Chez LREM, on se défend. « Nous sommes nouveaux, il existe un besoin de pédagogie, d’expliquer notre démarche », argumente Garance Pineau. D’où ce besoin de rencontrer tour à tour sociaux-démocrates, libéraux, parfois même socialistes et conservateurs selon les pays. « Il n’existe pas encore de plateforme programmatique », reconnaît Pieyre-Alexandre Anglade, député LREM du Benelux et lui aussi « ambassadeur ». « On se déplace depuis un an parce qu’il faut créer de la confiance, rencontrer des interlocuteurs qui ne connaissent pas La République en marche. » À un peu plus d’un mois du scrutin du 26 mai, le temps presse.

Spontanément, l’exemple de la Grèce est cité. Roland Lescure s’y est rendu le 22 mars. Il y a rencontré un conseiller d’Alexis Tsipras, premier ministre et président de Syriza (gauche critique), Kyriakos Mitsotakis, président de Nouvelle Démocratie (droite), et Stavros Theodorakis, à la tête du parti libéral Potami (La Rivière).

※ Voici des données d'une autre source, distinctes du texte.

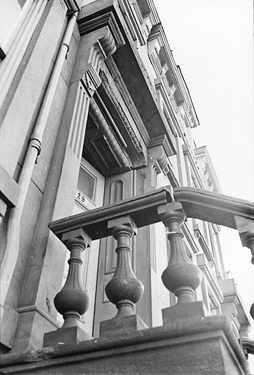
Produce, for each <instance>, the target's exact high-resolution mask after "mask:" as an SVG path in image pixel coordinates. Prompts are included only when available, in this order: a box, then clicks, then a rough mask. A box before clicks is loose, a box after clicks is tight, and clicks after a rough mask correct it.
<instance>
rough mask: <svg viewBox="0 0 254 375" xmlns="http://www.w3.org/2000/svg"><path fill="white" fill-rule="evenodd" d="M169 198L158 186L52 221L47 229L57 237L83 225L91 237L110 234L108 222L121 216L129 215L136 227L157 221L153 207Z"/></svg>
mask: <svg viewBox="0 0 254 375" xmlns="http://www.w3.org/2000/svg"><path fill="white" fill-rule="evenodd" d="M172 200H173V198H172V196H171V194H170V192H169V190H168V189H167V188H161V189H158V190H154V191H151V192H149V193H146V194H143V195H140V196H136V197H133V198H130V199H126V200H123V201H120V202H117V203H114V204H110V205H107V206H103V207H100V208H97V209H94V210H91V211H86V212H82V213H81V214H77V215H73V216H69V217H66V218H63V219H60V220H56V221H53V222H51V223H50V224H49V228H50V229H51V230H52V232H54V233H55V235H56V236H58V237H59V238H60V239H61V240H62V237H63V234H64V233H65V232H70V231H72V230H75V229H78V228H83V230H84V231H85V232H86V233H87V234H88V236H89V237H91V239H92V240H96V239H100V238H103V237H107V236H110V235H111V232H112V228H109V227H108V222H109V221H111V220H114V219H117V218H121V217H124V216H129V217H130V218H131V219H132V220H133V222H134V223H135V224H136V227H137V228H140V227H143V226H147V225H150V224H153V223H157V222H159V221H160V216H159V215H158V213H157V207H158V206H161V205H163V204H167V203H170V202H172Z"/></svg>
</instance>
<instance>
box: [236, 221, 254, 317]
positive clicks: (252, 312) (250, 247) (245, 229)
mask: <svg viewBox="0 0 254 375" xmlns="http://www.w3.org/2000/svg"><path fill="white" fill-rule="evenodd" d="M234 218H235V223H236V228H237V230H238V233H239V236H240V239H241V242H242V245H243V246H246V247H248V248H249V249H250V251H251V256H252V257H251V263H252V264H254V221H253V220H250V219H247V218H244V217H241V216H237V215H235V217H234ZM250 315H251V316H252V318H253V319H254V303H253V304H252V305H251V308H250Z"/></svg>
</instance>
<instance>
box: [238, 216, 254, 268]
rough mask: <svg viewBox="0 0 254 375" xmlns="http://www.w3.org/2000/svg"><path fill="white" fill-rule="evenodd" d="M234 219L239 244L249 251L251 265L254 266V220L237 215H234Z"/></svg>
mask: <svg viewBox="0 0 254 375" xmlns="http://www.w3.org/2000/svg"><path fill="white" fill-rule="evenodd" d="M234 219H235V223H236V229H237V230H238V234H239V236H240V239H241V243H242V245H243V246H245V247H248V248H249V249H250V251H251V254H252V259H251V263H252V264H254V220H251V219H248V218H245V217H242V216H237V215H235V217H234Z"/></svg>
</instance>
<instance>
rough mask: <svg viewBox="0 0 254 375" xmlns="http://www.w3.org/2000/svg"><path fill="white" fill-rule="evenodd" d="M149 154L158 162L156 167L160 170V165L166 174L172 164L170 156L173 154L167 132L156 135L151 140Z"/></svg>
mask: <svg viewBox="0 0 254 375" xmlns="http://www.w3.org/2000/svg"><path fill="white" fill-rule="evenodd" d="M148 149H149V154H150V155H151V157H152V160H154V161H155V163H156V169H157V171H159V170H158V165H159V167H160V169H161V170H162V171H163V173H164V174H165V175H167V174H168V173H169V170H170V169H171V168H172V165H171V163H170V161H169V156H171V155H173V154H174V153H173V152H172V151H173V150H172V148H171V147H170V144H169V142H168V139H167V136H166V135H165V134H163V135H161V136H157V137H154V138H152V139H151V140H150V143H149V146H148Z"/></svg>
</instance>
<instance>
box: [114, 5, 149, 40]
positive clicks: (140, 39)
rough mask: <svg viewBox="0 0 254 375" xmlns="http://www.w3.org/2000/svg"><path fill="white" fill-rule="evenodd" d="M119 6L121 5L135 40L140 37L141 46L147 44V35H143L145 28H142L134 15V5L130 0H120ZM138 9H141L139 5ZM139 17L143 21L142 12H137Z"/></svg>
mask: <svg viewBox="0 0 254 375" xmlns="http://www.w3.org/2000/svg"><path fill="white" fill-rule="evenodd" d="M133 5H134V4H133ZM119 6H120V9H121V12H122V14H123V16H124V19H125V22H126V24H127V26H128V28H129V30H130V33H131V35H132V38H133V40H137V39H138V41H139V43H140V44H141V46H143V45H145V44H146V40H145V37H144V35H143V30H142V29H141V27H140V25H139V24H138V22H137V19H136V17H135V15H134V12H133V9H132V6H131V5H130V2H129V0H119ZM133 8H134V9H135V7H133ZM136 10H139V8H138V6H137V7H136ZM136 14H137V13H136ZM140 16H141V17H140ZM137 17H138V19H139V21H140V20H142V21H143V18H142V15H141V12H140V13H138V14H137Z"/></svg>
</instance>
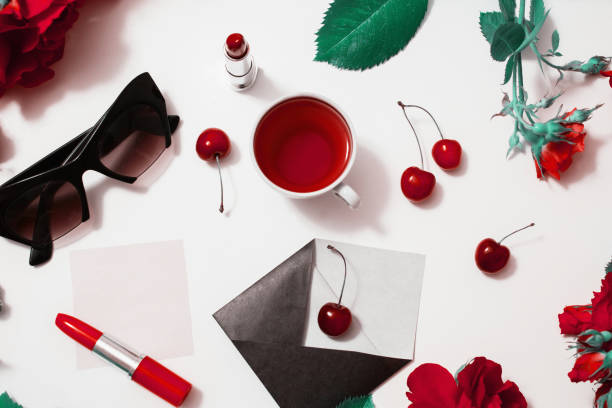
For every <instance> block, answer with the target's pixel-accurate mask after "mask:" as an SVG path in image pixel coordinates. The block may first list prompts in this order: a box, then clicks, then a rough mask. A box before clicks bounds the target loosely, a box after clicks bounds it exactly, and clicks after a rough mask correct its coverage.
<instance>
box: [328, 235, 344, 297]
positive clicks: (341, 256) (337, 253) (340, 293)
mask: <svg viewBox="0 0 612 408" xmlns="http://www.w3.org/2000/svg"><path fill="white" fill-rule="evenodd" d="M327 249H329V250H330V251H332V252H335V253H337V254H338V255H340V257H341V258H342V262H344V280H343V281H342V290H341V291H340V297H339V298H338V306H340V305H341V304H342V295H344V285H346V258H344V255H342V252H340V251H338V250H337V249H336V247H334V246H332V245H328V246H327Z"/></svg>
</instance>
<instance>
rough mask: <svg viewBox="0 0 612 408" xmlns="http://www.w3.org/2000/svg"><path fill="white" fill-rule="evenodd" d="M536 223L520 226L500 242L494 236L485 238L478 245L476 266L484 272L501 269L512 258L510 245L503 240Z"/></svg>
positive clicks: (532, 225)
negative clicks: (511, 256)
mask: <svg viewBox="0 0 612 408" xmlns="http://www.w3.org/2000/svg"><path fill="white" fill-rule="evenodd" d="M534 225H535V224H534V223H531V224H529V225H528V226H526V227H523V228H520V229H518V230H516V231H514V232H512V233H510V234H508V235H506V236H505V237H503V238H502V239H501V240H500V241H499V242H497V241H495V240H494V239H492V238H485V239H483V240H482V241H480V243H479V244H478V246H477V247H476V253H475V255H474V258H475V259H476V266H478V269H480V270H481V271H483V272H487V273H497V272H499V271H501V270H502V269H503V268H504V267H505V266H506V265H507V264H508V259H510V250H509V249H508V247H506V246H504V245H501V243H502V241H503V240H505V239H506V238H508V237H509V236H510V235H514V234H516V233H517V232H519V231H522V230H524V229H525V228H529V227H533V226H534Z"/></svg>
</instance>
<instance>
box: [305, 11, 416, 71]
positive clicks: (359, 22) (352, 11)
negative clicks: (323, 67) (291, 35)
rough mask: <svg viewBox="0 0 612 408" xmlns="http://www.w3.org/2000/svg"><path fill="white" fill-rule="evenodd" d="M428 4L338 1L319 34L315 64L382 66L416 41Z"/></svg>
mask: <svg viewBox="0 0 612 408" xmlns="http://www.w3.org/2000/svg"><path fill="white" fill-rule="evenodd" d="M427 4H428V0H335V1H334V2H333V3H332V4H331V5H330V6H329V9H328V10H327V12H326V13H325V18H324V20H323V26H322V27H321V29H320V30H319V31H318V32H317V55H316V56H315V61H325V62H328V63H330V64H332V65H335V66H336V67H338V68H346V69H351V70H364V69H367V68H371V67H373V66H376V65H379V64H382V63H383V62H385V61H387V60H388V59H389V58H391V57H392V56H394V55H395V54H397V53H398V52H399V51H400V50H402V49H403V48H404V47H405V46H406V44H408V42H409V41H410V40H411V39H412V37H413V36H414V34H415V33H416V31H417V29H418V28H419V26H420V25H421V22H422V21H423V18H424V17H425V13H426V12H427Z"/></svg>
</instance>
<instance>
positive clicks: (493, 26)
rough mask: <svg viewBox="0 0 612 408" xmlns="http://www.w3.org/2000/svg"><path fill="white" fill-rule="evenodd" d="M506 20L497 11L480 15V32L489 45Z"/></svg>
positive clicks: (501, 14) (502, 15)
mask: <svg viewBox="0 0 612 408" xmlns="http://www.w3.org/2000/svg"><path fill="white" fill-rule="evenodd" d="M505 22H506V19H505V18H504V15H503V14H502V13H500V12H499V11H492V12H488V13H480V31H481V32H482V35H484V37H485V38H486V39H487V41H488V42H489V44H491V42H492V41H493V35H494V34H495V31H497V29H498V28H499V26H500V25H502V24H504V23H505Z"/></svg>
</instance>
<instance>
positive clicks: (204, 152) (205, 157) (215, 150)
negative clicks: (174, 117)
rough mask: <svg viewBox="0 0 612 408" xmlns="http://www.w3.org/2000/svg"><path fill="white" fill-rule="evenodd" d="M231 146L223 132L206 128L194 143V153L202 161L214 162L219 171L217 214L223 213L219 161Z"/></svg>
mask: <svg viewBox="0 0 612 408" xmlns="http://www.w3.org/2000/svg"><path fill="white" fill-rule="evenodd" d="M230 150H231V144H230V141H229V137H227V135H226V134H225V132H224V131H222V130H221V129H217V128H208V129H206V130H205V131H203V132H202V133H201V134H200V136H198V140H197V141H196V152H197V153H198V156H200V158H201V159H202V160H215V161H216V162H217V169H218V170H219V183H220V184H221V205H220V206H219V212H223V211H224V208H223V178H222V177H221V164H220V163H219V159H221V158H222V157H225V156H227V155H228V154H229V152H230Z"/></svg>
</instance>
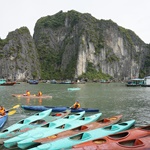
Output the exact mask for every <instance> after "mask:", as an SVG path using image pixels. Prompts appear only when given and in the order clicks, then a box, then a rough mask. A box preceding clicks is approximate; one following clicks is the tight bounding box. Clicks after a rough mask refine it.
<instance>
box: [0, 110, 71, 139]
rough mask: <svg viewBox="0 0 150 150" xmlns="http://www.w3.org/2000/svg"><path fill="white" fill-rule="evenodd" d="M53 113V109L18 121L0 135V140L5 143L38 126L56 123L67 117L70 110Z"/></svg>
mask: <svg viewBox="0 0 150 150" xmlns="http://www.w3.org/2000/svg"><path fill="white" fill-rule="evenodd" d="M51 112H52V109H49V110H46V111H43V112H40V113H36V114H34V115H32V116H30V117H28V118H25V119H22V120H20V121H18V122H17V123H15V124H13V125H11V126H10V127H8V128H6V129H4V130H2V131H1V133H0V139H3V141H4V140H6V139H8V138H11V137H14V136H17V135H20V134H22V133H24V132H26V131H28V130H31V129H33V128H36V127H38V126H42V125H44V124H46V123H48V122H50V121H54V120H57V119H59V118H61V117H64V116H67V115H68V114H69V113H70V110H66V111H64V112H61V113H60V112H59V113H55V114H51ZM1 141H2V140H1Z"/></svg>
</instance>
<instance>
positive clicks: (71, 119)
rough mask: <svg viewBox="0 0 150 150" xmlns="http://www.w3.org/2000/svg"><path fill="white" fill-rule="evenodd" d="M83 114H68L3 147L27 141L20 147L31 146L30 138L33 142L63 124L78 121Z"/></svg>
mask: <svg viewBox="0 0 150 150" xmlns="http://www.w3.org/2000/svg"><path fill="white" fill-rule="evenodd" d="M84 114H85V111H83V112H79V113H76V114H70V115H68V116H66V117H63V118H61V119H58V120H55V121H52V122H48V123H47V124H45V125H43V126H41V127H37V128H35V129H33V130H30V131H27V132H26V133H23V134H21V135H18V136H16V137H14V138H11V139H8V140H6V141H4V146H5V147H7V148H9V147H11V146H14V145H16V143H17V142H19V141H22V140H25V139H27V140H28V142H27V141H26V143H25V144H22V145H23V146H22V147H27V146H29V145H32V143H33V142H32V140H31V141H30V139H31V138H33V140H34V139H38V138H40V137H41V136H44V135H47V134H48V133H49V132H52V131H54V128H56V127H58V126H62V125H63V124H65V123H68V122H71V121H74V120H77V119H80V118H81V117H82V116H83V115H84ZM50 129H51V130H50Z"/></svg>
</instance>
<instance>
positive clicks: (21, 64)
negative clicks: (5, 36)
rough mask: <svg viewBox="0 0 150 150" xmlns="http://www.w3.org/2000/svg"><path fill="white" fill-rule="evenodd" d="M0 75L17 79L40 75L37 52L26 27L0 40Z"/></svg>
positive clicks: (16, 31) (34, 77)
mask: <svg viewBox="0 0 150 150" xmlns="http://www.w3.org/2000/svg"><path fill="white" fill-rule="evenodd" d="M0 76H1V78H6V79H10V80H18V81H22V80H26V79H30V78H39V77H40V63H39V59H38V53H37V51H36V47H35V44H34V41H33V39H32V36H31V35H30V32H29V30H28V29H27V28H26V27H22V28H20V29H17V30H15V31H13V32H10V33H9V34H8V36H7V38H6V39H5V40H1V41H0Z"/></svg>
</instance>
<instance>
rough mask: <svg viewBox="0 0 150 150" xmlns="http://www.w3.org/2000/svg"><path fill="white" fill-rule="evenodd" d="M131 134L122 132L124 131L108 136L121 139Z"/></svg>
mask: <svg viewBox="0 0 150 150" xmlns="http://www.w3.org/2000/svg"><path fill="white" fill-rule="evenodd" d="M128 135H129V132H122V133H117V134H112V135H109V136H108V138H110V139H113V140H118V139H119V140H120V139H122V138H125V137H127V136H128Z"/></svg>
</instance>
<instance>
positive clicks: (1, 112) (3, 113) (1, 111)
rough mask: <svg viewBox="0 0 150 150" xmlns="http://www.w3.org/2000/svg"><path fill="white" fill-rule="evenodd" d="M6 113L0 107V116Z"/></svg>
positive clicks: (4, 111) (3, 109)
mask: <svg viewBox="0 0 150 150" xmlns="http://www.w3.org/2000/svg"><path fill="white" fill-rule="evenodd" d="M5 114H6V113H5V108H4V107H2V109H0V115H1V116H4V115H5Z"/></svg>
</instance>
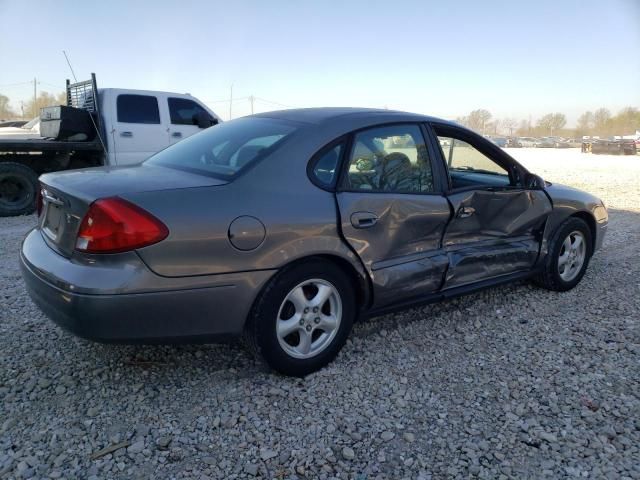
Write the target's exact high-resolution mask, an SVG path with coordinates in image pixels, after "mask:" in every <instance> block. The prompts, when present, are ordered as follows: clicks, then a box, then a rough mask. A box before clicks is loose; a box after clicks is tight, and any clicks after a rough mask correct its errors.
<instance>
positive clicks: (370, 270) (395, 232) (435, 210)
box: [336, 192, 451, 307]
mask: <svg viewBox="0 0 640 480" xmlns="http://www.w3.org/2000/svg"><path fill="white" fill-rule="evenodd" d="M336 198H337V201H338V206H339V209H340V223H341V227H342V234H343V235H344V238H345V239H346V240H347V242H348V243H349V244H350V246H351V248H353V250H354V251H355V252H356V253H357V254H358V256H359V257H360V259H361V260H362V262H363V263H364V265H365V268H366V269H367V271H368V273H369V275H370V278H371V281H372V284H373V292H374V295H373V298H374V305H373V306H374V307H381V306H384V305H387V304H390V303H393V302H397V301H401V300H403V299H407V298H411V297H416V296H421V295H426V294H428V293H432V292H435V291H437V290H438V289H439V288H440V287H441V285H442V281H443V278H444V273H445V271H446V265H447V262H448V261H447V258H446V255H445V253H444V251H442V249H441V247H442V243H441V242H442V235H443V233H444V230H445V227H446V225H447V223H448V222H449V219H450V217H451V210H450V207H449V203H448V202H447V200H446V199H445V198H444V197H443V196H440V195H417V194H416V195H411V194H393V193H388V194H382V193H368V192H340V193H338V194H337V195H336ZM363 212H365V213H367V214H373V215H375V217H376V221H375V224H373V225H371V226H369V227H367V228H358V227H357V226H354V224H353V223H352V218H353V215H354V214H360V213H363Z"/></svg>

Quelle logique à rencontrer trois mouvements si différents ? « Nous devons évaluer les rapports de force dans le pays. Quand on va voir Nouvelle Démocratie, il s’agit de comprendre leur logique politique et comment ils s’inscrivent au sein du PPE. Car pour nous, ils sont plus libéraux que conservateurs », décrypte Garance Pineau. Concernant ce même mouvement, Roland Lescure parle de « rencontre polie », même s’il voit quelques convergences sur leur approche libérale de l’économie.

« Avec Syriza, nous pouvons nous retrouver sur la question de l’écologie », veut croire le député, tout en expliquant que « leur vision administrée de l’économie » n’est pas compatible avec celle de LREM. L’écologie n’est pourtant pas du tout au cœur des préoccupations de Syriza, dont la politique, depuis son arrivée au pouvoir en 2015, est concentrée sur l’objectif de sortir de l’austérité budgétaire et la mise en place d’aides sociales afin de corriger les effets dévastateurs consécutifs à la récession dans laquelle le pays s’est enfoncé à partir de 2010.

Du côté du gouvernement et des élus Syriza, plusieurs personnes nous confirment en outre que la Coalition de la gauche radicale (signification de l’acronyme Syriza) n’a aucun intérêt à s’allier à LREM. Si le parti de Tsipras a axé sa campagne européenne sur l’opposition à la poussée de l’extrême droite en Europe, il insiste tout autant sur son ADN de gauche et sur sa volonté de rester membre de la Gauche unitaire européenne (GUE, 5e groupe à Strasbourg). « Cette bataille face au racisme et au nationalisme doit s’accompagner d’une lutte contre le néolibéralisme et les politiques d’austérité », précise à Athènes la ministre adjointe aux affaires européennes, Sia Anagnostopoulou.